When you install Windows, Windows assumes it is the only operating system (OS) on the machine, or at least it does not account for Linux. So it replaces GRUB with its own boot loader. What you have to do is replace the Windows boot loader with GRUB. I've seen various instructions for replacing GRUB by mucking around with GRUB commands or some such, but to me the easiest way is to simply chroot into your install and run update-grub. chroot is great because it allows you to work on your actual install, instead of trying to redirect things here and there. It is really clean.

Here's how:

  1. Boot from the live CD or live USB, in "Try Ubuntu" mode.
  2. Determine the partition number of your main partition. sudo fdisk -l, sudo blkid or GParted (which should already be installed, by default, on the live session) can help you here. I'm going to assume in this answer that it's /dev/sda2, but make sure you use the correct partition number for your system!

    If your main partition is in an LVM, the device will instead be located in /dev/mapper/, most likely, /dev/mapper/{volume}--{os}-root where {volume} is the LVM volume name and {os} is the operating system. Execute ls /dev/mapper for the exact name.

  3. Mount your partition:

    sudo mount /dev/sda2 /mnt  #Replace sda2 with the partition from step 2
    

    If you have a separate /boot, /var or /usr partitions, repeat steps 2 and 3 to mount these partitions to /mnt/boot, /mnt/var and /mnt/usr respectively. For example,

    sudo mount /dev/sdXW /mnt/boot
    sudo mount /dev/sdXY /mnt/var
    sudo mount /dev/sdXZ /mnt/usr
    

    replacing sdXW, sdXY, and sdXZ with the respective partition numbers.

  4. Bind mount some other necessary stuff:

    for i in /sys /proc /run /dev; do sudo mount --bind "$i" "/mnt$i"; done
    
  5. If Ubuntu is installed in EFI mode (see this answer if you're unsure), use sudo fdisk -l | grep -i efi or GParted to find your EFI partition. It will have a label of EFI. Mount this partition, replacing sdXY with the actual partition number for your system:

    sudo mount /dev/sdXY /mnt/boot/efi
    
  6. chroot into your Ubuntu install:

    sudo chroot /mnt
    
  7. At this point, you're in your install, not the live session, and running as root. Update grub:

    update-grub
    

    If you get errors or if going up to step 7 didn't fix your problem, go to step 8. (Otherwise, it is optional.)

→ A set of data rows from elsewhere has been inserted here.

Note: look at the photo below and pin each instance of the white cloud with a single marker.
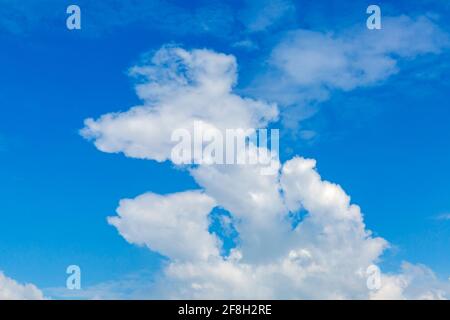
(12, 290)
(324, 256)
(175, 225)
(307, 65)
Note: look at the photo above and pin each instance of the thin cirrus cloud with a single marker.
(309, 65)
(325, 256)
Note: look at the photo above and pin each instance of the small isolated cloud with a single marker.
(178, 87)
(324, 255)
(12, 290)
(307, 65)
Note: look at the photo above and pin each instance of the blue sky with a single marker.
(387, 144)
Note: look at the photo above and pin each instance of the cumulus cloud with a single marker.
(175, 225)
(323, 254)
(12, 290)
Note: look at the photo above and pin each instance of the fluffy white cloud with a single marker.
(325, 255)
(11, 290)
(175, 225)
(309, 64)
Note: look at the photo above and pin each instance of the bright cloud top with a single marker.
(308, 65)
(178, 87)
(325, 255)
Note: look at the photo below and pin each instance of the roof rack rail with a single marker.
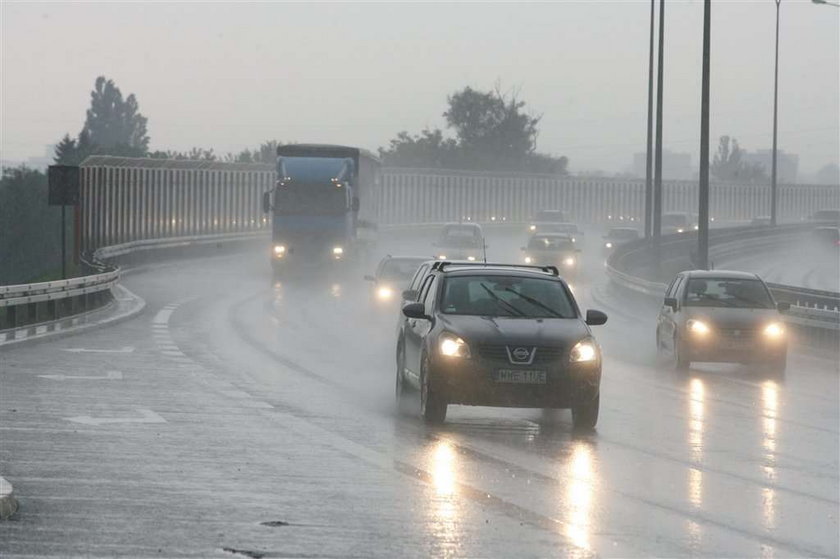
(440, 265)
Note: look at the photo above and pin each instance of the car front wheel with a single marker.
(432, 403)
(585, 416)
(681, 361)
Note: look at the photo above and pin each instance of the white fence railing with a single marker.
(125, 199)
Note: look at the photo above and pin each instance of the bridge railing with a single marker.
(131, 199)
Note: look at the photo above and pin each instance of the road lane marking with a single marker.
(110, 375)
(126, 349)
(148, 416)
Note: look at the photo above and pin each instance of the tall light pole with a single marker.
(649, 151)
(773, 178)
(703, 213)
(657, 182)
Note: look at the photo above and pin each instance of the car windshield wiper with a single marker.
(537, 303)
(502, 303)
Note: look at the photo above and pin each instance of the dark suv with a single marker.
(499, 335)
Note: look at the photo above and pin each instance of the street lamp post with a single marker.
(649, 151)
(657, 180)
(773, 178)
(703, 213)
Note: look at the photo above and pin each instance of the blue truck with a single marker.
(320, 205)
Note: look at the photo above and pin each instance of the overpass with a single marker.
(237, 417)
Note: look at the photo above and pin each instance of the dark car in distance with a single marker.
(499, 335)
(721, 316)
(617, 236)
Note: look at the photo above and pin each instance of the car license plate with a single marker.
(519, 376)
(734, 344)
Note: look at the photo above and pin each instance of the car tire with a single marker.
(681, 362)
(401, 389)
(585, 416)
(432, 403)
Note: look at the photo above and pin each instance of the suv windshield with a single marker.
(743, 293)
(506, 296)
(399, 268)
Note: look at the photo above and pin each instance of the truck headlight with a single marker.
(698, 327)
(452, 346)
(585, 351)
(774, 331)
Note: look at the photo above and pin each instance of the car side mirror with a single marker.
(595, 318)
(409, 295)
(415, 310)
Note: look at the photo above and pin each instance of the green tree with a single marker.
(115, 125)
(492, 123)
(492, 132)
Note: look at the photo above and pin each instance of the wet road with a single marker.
(233, 402)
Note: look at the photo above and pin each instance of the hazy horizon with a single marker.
(229, 76)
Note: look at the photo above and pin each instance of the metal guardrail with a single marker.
(809, 307)
(32, 305)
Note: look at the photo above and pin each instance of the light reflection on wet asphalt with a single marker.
(717, 496)
(719, 461)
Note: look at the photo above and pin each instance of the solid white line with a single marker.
(162, 317)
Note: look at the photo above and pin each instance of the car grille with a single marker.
(499, 353)
(738, 333)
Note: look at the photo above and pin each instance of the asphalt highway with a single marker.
(243, 417)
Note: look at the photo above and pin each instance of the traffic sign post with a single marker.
(63, 191)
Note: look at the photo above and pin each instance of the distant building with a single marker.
(787, 164)
(675, 166)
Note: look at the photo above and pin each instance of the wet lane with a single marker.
(718, 461)
(679, 447)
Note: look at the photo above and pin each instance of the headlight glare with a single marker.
(453, 346)
(774, 330)
(585, 351)
(698, 327)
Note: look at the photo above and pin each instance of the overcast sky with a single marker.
(231, 75)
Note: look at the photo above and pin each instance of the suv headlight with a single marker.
(452, 346)
(585, 351)
(697, 327)
(774, 331)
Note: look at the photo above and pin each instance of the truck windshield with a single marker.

  8. Depending on your situation, you might have to reinstall grub:

    grub-install /dev/sda
    update-grub # In order to find and add windows to grub menu.
    
  9. If Ubuntu is installed in EFI mode, and EFI partition UUID has changed, you may need to update it in /etc/fstab. Compare it:

    blkid | grep -i efi
    grep -i efi /etc/fstab
    

    If current EFI partition UUID (from blkid) differs from the one in /etc/fstab, update /etc/fstab with current UUID.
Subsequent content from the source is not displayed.